This is the email I recently received. The email address and companyinformation has been purposly blacked out to help protect innocent companies.

This is the email I recently received. The email address and company name used in this Phishing scam have been purposely blacked out.

Another Phishing scam has turned up.

This one poses as a credit card purchase.  A fake confirming order comes in your email with an attachment.  The attachment is a zipped file.

When you download, unzip and open the “document” to read the details, your system becomes infected.

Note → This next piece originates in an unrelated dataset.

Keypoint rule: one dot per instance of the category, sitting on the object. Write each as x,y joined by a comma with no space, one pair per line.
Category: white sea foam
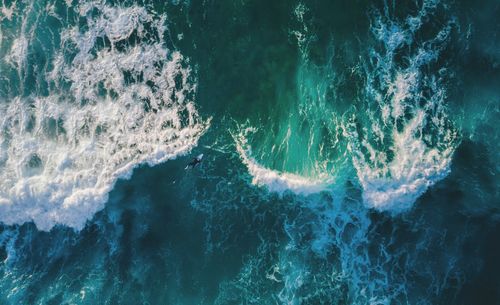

I know about this scam firsthand because it recently turned up in my email box.

At left is the email I received. I blacked out the email addresses and company names.  Unfortunately, these email scams are all pretty much the same in that any well-known company’s name can be dropped in order to disguise the email and its nefarious payload.

What’s in the attachment?  Well, as detailed, here, “The file actually needs to be renamed first as Order details.zip to be able to extract Order details.exe.  The file is detected as Trojan-Downloader.Win32.Injecter.fse by Kaspersky and poses as a PDF document. You should never trust a file by its icon, always pay attention to the file extension instead and make sure that Windows Explorer is set to show file extensions.”

This website goes on to confirm that, “As stated on (the Company’s) Facebook page, (The Company) does not send order confirmations or other unsolicited requests that require you to open attachments. If you did receive such an email, note that there are no orders or any transactions between you and (The Company).”

So, once again a legitimate company is being used by the Phisheing scammers to try an infect computers and possibly steal personal information. (Again, I’ve tried my best to omit the company name.  They are an innocent party in all this).

Whenever you receive an email tht you simply do not recognize, give it a closer look.  For instance, with this particular email, the thing that tipped me off was the email subject heading, “Succesfull_Order  300147.”   The sender added an extra “L” to the word successful.

So, when in doubt about any email, always SEARCH FIRST!  Do not download suspicious attachments.  Regularly update your anti-virus software.

And lastly, get the Windows target off your back!  Switch to LinuxLinux is immune to Windows’ viruses, spyware, Trojans, and other nasty computer infections.